MARYSVILLE — MARYSVILLE -- Residents of this small and quiet Cecil County community, where children feel safe to ride their bicycles and scooters along the bumpy and narrow paved road, have lost a legal fight in their attempt to retain the character of their neighborhood.
A judge in Cecil County Circuit Court ruled Tuesday against 29 residents who had filed a complaint disputing the county's right to take parts of their property to widen roads that would clear the way for a private developer to build one of the largest apartment complexes in the history of the county.
The decision by Judge Lawrence H. Rushworth has angered and frustrated residents living along Lums and Marysville roads.
"This will destroy our little community," Chesley Huber said of the decision that could open the door for Chesapeake Ridge LLC of New Castle, Del., to build 264 apartments and a clubhouse on a wooded lot at the end of Marysville Road near the exit ramp off Interstate 95.
The county has moved to condemn portions of homeowners' yards to widen the road and put in storm drains.
"This is going to increase the traffic," said Huber, who lives on Lums Road. "This is going to increase the speed at which people drive through the neighborhood, and that's going to make it more dangerous for the kids riding their bikes."
"The judge basically threw the whole thing out," said Casey Vaartjes, who owns two homes on Marysville Road and is president of the Marysville Homeowners Association.
"It left me baffled," said Vaartjes, 60, who has lived in the neighborhood for 15 years.. "It doesn't make sense that the county can just take our land for the benefit of a private company. I don't understand. The justice system has failed us."
He continued: "I'm at the point of calling the people at 20/20," the network television investigative program. "I don't know what else to do.
"They put in that apartment complex, and everybody's lifestyle is going to change," he said. "Our property values are going to go down the drain."
Vaartjes, Huber and the other residents did win a small victory from their legal action, said Michael D. Smigiel Sr., the lawyer who represented them.
Smigiel said he reached a settlement with the developer that requires the company to pay double the assessed value of the portion of the homeowners' property that is used for the road improvements. Smigiel is a Republican member of the House of Delegates and chairman of the Cecil County legislative delegation.
He said the total payment will be about $19,000 and the average payment to homeowners will be "a couple hundred dollars."
Last year, when residents of this community launched their legal challenge to the proposed apartment complex, County Commissioner Mark H. Guns, who represents this area, said he was not in favor of the county taking property through eminent domain "for the purpose of helping the developer."
"It is only to be used for public safety or for improving the infrastructure of the county," Guns said at that time.
His comments gave residents hope of retaining the character of the neighborhood where most of them have lived for 50 years or more.
Vaartjes said that hope eventually turned to disappointment when Guns "did nothing to help our cause."
"I don't know what happened," Vaartjes said. "He never responded to our letter or our e-mails. He made a strong statement, but then never did anything."

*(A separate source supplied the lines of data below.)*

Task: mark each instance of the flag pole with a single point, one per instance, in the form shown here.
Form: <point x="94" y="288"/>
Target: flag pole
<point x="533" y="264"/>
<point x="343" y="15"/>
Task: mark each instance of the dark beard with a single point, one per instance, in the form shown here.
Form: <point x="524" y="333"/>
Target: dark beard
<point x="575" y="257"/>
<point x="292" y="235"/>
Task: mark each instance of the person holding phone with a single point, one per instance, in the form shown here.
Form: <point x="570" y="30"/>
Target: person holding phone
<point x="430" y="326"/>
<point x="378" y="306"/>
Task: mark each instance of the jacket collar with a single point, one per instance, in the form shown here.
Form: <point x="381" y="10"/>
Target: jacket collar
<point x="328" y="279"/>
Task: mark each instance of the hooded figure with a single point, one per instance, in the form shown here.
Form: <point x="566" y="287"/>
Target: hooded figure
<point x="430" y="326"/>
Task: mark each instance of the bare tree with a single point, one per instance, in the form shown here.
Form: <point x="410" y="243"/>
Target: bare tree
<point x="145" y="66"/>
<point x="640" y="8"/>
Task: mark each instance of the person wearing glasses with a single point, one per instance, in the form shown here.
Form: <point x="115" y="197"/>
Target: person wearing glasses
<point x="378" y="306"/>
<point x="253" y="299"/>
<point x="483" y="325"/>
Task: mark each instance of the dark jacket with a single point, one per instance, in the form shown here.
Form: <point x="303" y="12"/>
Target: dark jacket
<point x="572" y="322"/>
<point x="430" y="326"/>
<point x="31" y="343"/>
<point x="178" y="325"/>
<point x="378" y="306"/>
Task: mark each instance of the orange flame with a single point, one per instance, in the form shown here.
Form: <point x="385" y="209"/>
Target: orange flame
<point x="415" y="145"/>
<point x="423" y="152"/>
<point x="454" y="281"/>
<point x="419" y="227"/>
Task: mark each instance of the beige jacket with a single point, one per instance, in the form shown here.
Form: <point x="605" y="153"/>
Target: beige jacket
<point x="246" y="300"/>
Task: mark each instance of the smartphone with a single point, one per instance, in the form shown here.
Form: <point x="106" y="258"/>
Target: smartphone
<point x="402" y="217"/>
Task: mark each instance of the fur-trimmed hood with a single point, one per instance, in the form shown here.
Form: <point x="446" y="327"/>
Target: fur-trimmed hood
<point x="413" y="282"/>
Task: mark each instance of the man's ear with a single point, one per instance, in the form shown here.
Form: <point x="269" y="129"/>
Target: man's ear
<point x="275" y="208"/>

Guns could not be reached for comment. He did not return telephone calls to his office and home.
Nelson K. Bolender, president of the Board of County Commissioners, indicated Friday that he would not seek to interfere with the county's condemnation of the property to make way for the apartment development.
He said the area is zoned for that type of residential development.
"I know people don't want development," he said. "But we have got to follow the zoning laws."
Bolender continued: "People complain when we don't follow the comprehensive [land use] plan, and now they are complaining when we are trying to keep the growth in areas designated for growth."
Vaartjes said he would hold a meeting of residents in his garage to determine if they will appeal Rushworth's ruling.
"I would like to appeal," he said, "but that would cost another $5,000 plus. We have already spent about $10,000, I don't know how much more we can afford."
Smigiel said that an appeal would not jeopardize the agreement for homeowners to be paid double the amount of the assessed value of their property, even if they lose the appeal.
Eric Sennstrom, director of the county Office of Planning and Zoning, said the Chesapeake Ridge project would be one of the largest apartment developments ever built in the county. "We generally don't get many projects of this size," he said.
He said the proposed project needs final approval by the county Planning Commission. The commission gave its preliminary approval for the project in 1999.